Department of Materials Engineering, University of British Columbia, 309 - 6350 Stores Road, Vancouver, BC, V6T 1Z4, Canada.
Biomaterials. 2010 Dec;31(36):9519-26. doi: 10.1016/j.biomaterials.2010.08.035.
Prevention of implant-associated infections has been one of the main challenges in orthopaedic surgery. This challenge is further complicated by the concern over the development of antibiotic resistance as a result of using traditional antibiotics for infection prophylaxis. The objective of this study was to develop a technique that enables the loading and local delivery of a unique group of cationic antimicrobial peptides (AMP) through implant surfaces. A thin layer of micro-porous calcium phosphate (CaP) coating was processed by electrolytic deposition onto the surface of titanium as the drug carrier. The broad spectrum AMP Tet213 (KRWWKWWRRC) was selected and loaded onto the CaP coating. SEM, XRD and FTIR analyses confirmed the CaP coating to be micro-porous octacalcium phosphate. By using a luminescence spectrometer technique, it was demonstrated that a 7 μm thick porous CaP coating could load up to 9 μg of AMP/cm² using a simple soaking technique. The drug-loaded CaP coating (CaP-Tet213) was not cytotoxic for MG-63 osteoblast-like cells. The CaP-Tet213 implants had antimicrobial activity against both Gram-positive (Staphylococcus aureus) and Gram-negative (Pseudomonas aeruginosa) bacteria with 10⁶-fold reductions of both bacterial strains within 30 min as assessed by measuring colony-forming units (CFU). Repeated CFU assays on the same CaP-Tet213 specimen demonstrated retention of antimicrobial activity by the CaP-Tet213 surfaces through four test cycles. The susceptibility of bacteria to the CaP-Tet213 surfaces was also evaluated by assessing the inhibition of luminescence of P. aeruginosa containing a luxCDABE cassette at 4 h and 24 h with ∼92% and ∼77% inhibition of luminescence, respectively. It was demonstrated that CaP-Tet213 was a more efficient antimicrobial coating than CaP-MX226, CaP-hLF1-11 or CaP-tobramycin following incubation of CaP implants with equimolar concentrations of Tet213, the commercially developed antimicrobial peptide MX-226, hLF1-11 or tobramycin. A device coated with CaP-Tet213 could be a potential solution for the prevention of the peri-implant infection in orthopaedics.

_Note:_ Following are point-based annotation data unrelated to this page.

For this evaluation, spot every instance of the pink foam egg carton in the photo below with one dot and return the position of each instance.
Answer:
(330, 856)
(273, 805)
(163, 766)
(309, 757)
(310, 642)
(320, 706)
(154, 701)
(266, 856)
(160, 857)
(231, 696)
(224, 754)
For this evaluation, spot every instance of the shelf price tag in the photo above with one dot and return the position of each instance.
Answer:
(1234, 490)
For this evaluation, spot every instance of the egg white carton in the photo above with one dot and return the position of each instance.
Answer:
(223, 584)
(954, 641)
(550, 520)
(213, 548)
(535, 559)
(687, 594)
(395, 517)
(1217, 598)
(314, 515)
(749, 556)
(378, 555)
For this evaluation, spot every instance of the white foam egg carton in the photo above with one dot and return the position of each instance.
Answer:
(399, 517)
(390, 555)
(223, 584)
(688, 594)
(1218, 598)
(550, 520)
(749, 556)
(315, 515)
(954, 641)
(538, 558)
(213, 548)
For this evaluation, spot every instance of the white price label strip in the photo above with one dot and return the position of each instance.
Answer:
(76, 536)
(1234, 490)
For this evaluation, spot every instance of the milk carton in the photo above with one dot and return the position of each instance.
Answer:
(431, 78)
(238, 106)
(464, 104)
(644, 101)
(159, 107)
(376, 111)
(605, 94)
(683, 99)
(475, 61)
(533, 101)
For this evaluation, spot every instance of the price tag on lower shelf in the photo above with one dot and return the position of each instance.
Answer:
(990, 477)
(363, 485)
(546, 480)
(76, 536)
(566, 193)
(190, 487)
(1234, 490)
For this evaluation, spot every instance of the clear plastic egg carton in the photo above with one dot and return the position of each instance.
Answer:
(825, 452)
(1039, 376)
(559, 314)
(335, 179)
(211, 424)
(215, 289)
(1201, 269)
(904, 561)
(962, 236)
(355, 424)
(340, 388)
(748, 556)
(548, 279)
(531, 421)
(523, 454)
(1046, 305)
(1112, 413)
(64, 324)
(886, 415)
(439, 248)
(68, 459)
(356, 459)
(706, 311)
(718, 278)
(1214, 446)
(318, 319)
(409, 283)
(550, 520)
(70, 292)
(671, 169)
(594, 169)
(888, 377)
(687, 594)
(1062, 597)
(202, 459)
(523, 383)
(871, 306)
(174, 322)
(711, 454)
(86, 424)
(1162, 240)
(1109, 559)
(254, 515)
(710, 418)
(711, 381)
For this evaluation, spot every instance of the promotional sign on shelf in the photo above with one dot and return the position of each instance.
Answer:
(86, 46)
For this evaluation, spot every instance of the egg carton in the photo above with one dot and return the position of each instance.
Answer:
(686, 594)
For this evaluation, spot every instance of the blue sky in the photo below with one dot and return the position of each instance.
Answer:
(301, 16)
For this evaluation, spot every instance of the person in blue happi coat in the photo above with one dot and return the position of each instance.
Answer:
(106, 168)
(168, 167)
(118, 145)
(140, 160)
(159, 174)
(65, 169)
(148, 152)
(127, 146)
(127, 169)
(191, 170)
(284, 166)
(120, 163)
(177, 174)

预防植入物相关感染一直是骨科手术面临的主要挑战之一。由于传统抗生素在预防感染方面的应用,导致抗生素耐药性的出现,这使得这一挑战更加复杂。本研究的目的是开发一种技术,使独特的阳离子抗菌肽(AMP)能够通过植入物表面加载和局部输送。通过电解沉积在钛表面处理一层薄的微孔磷酸钙(CaP)涂层作为药物载体。广谱 AMP Tet213(KRWWKWWRRC)被选择并加载到 CaP 涂层上。SEM、XRD 和 FTIR 分析证实 CaP 涂层为微孔八钙磷酸盐。通过使用荧光分光光度计技术,证明 7 μm 厚的多孔 CaP 涂层可以通过简单的浸泡技术加载高达 9 μg AMP/cm²。负载药物的 CaP 涂层(CaP-Tet213)对 MG-63 成骨样细胞没有细胞毒性。CaP-Tet213 植入物对革兰氏阳性(金黄色葡萄球菌)和革兰氏阴性(铜绿假单胞菌)细菌均具有抗菌活性,在 30 分钟内两种细菌的菌落形成单位(CFU)减少了 10⁶ 倍。对同一 CaP-Tet213 标本进行重复 CFU 检测,证明 CaP-Tet213 表面通过四个测试循环保留了抗菌活性。还通过评估含有 luxCDABE 盒的铜绿假单胞菌的发光抑制来评估细菌对 CaP-Tet213 表面的敏感性,在 4 小时和 24 小时时,发光抑制率分别约为 92%和 77%。结果表明,与 CaP-MX226、CaP-hLF1-11 或 CaP-妥布霉素相比,CaP-Tet213 是一种更有效的抗菌涂层,在与等摩尔浓度的 Tet213、市售抗菌肽 MX-226、hLF1-11 或妥布霉素孵育后,CaP 植入物的抗菌效果更好。涂有 CaP-Tet213 的装置可能是预防骨科植入物周围感染的一种潜在解决方案。